しかも、それが一巻の終わりではなくて、そこからさらに進行してから胃がんになるということがはっきり分かっています。逆に言えば、それががん細胞にならないうちに、なるべく早く歯止めをかければ胃がんになるリスクを低下させることができます。

私のクリニックでも、腸上皮化生の見つかった患者様には胃炎の薬を処方しています。処方した薬を飲んでいただき、半年後にまた内視鏡検査をして、腸上皮化生ないし糜爛が治っていれば、そこで治療は終了です。治っていなければ、さらに服薬を継続していただきます。そういう形で治療すると、かなりの確率で腸上皮化生は治ります。

腸上皮化生からがんが発生することは明らかなので、腸上皮化生が消滅すれば、胃がんにはなりません。この治療は、すなわち胃がんの予防なのです。

胃酸の分泌を抑える薬と胃粘膜を修復する薬で胃炎を治す

胃炎の薬には攻撃因子系のものと防御因子系のものがあります。胃がんの予防を考える場合は、防御因子系の薬剤の役割が重要になります。

防御因子系の薬剤は、主に胃の粘膜を保護する薬です。それに対して、攻撃因子系薬剤というのは、胃酸を抑えるいわゆる制酸剤です。

現役世代だと、ストレスで胃炎や胃潰瘍になる人が多くいますが、そのようなケースの多くは胃酸過多です。ストレスを受けて神経の働きが乱れると、粘膜を守っている粘液の分泌が減り、逆に胃液の分泌が増えてしまいます。

この胃酸過多で粘膜に負担がかかると、傷ついて胃炎が生じたり、胃潰瘍になったりします。胃酸過多には、痛みのほかにも、酸っぱい呑酸(どんさん)がこみ上げるげっぷや、胸焼けなどの症状があります。しかし、胃酸過多があっても、こうした症状や痛みが出ない人もいます。慢性胃炎でも、胃酸過多はある程度あるわけです。

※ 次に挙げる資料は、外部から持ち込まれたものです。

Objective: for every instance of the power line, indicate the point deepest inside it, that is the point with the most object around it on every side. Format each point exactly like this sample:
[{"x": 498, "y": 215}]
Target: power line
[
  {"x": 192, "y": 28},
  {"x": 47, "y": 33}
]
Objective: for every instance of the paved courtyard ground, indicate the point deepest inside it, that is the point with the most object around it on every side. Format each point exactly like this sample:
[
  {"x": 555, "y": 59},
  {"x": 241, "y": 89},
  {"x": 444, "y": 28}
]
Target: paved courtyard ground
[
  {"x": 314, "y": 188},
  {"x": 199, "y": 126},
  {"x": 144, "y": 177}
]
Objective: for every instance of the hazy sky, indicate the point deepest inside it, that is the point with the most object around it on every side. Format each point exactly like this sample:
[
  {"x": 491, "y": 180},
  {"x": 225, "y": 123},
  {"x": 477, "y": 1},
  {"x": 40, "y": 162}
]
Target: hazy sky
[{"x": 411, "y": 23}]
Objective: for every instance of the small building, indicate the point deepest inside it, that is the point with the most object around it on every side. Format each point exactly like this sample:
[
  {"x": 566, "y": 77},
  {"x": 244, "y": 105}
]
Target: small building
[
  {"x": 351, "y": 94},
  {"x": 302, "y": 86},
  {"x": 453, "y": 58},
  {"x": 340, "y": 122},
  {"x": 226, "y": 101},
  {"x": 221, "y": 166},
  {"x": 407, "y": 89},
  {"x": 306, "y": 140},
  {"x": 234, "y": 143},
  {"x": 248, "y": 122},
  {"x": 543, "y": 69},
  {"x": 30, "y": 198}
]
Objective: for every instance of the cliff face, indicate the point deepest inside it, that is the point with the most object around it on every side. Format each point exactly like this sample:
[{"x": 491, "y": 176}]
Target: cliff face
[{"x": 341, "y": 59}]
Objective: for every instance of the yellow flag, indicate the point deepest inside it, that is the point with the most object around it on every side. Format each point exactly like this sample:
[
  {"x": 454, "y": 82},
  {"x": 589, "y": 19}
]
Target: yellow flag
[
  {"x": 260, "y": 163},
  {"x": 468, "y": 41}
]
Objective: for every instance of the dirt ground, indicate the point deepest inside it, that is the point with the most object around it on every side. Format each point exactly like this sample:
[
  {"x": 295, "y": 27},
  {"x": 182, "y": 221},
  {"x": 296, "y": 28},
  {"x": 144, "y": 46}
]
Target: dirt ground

こうした胃炎に有効なのが、攻撃因子系の制酸剤です。有名なH2ブロッカーや、PPI(プロトンポンプインヒビター)という薬がこれに当たります。ただし、慢性胃炎の場合は、胃酸の分泌を抑えるといっても、かなりマイルドな薬を処方します。

また、高齢の方で、胃粘膜の萎縮がO-2とかO-3になっている場合、胃酸の分泌が減っているので、胃酸を抑える薬を処方する必要は少なくなります。

しかし、中高年までの現役世代では、防御因子系の薬と、攻撃因子系の薬を併用する必要があるのです。胃炎を治すには、やはりただ酸を抑えるのではなく、粘膜を保護し、修復する薬剤が有用です。

胃酸を抑える薬と、胃の粘膜を修復する薬。それを両方使いこなすことで、慢性胃炎の治療がうまくいき、ひいては胃がんの予防につながるのです。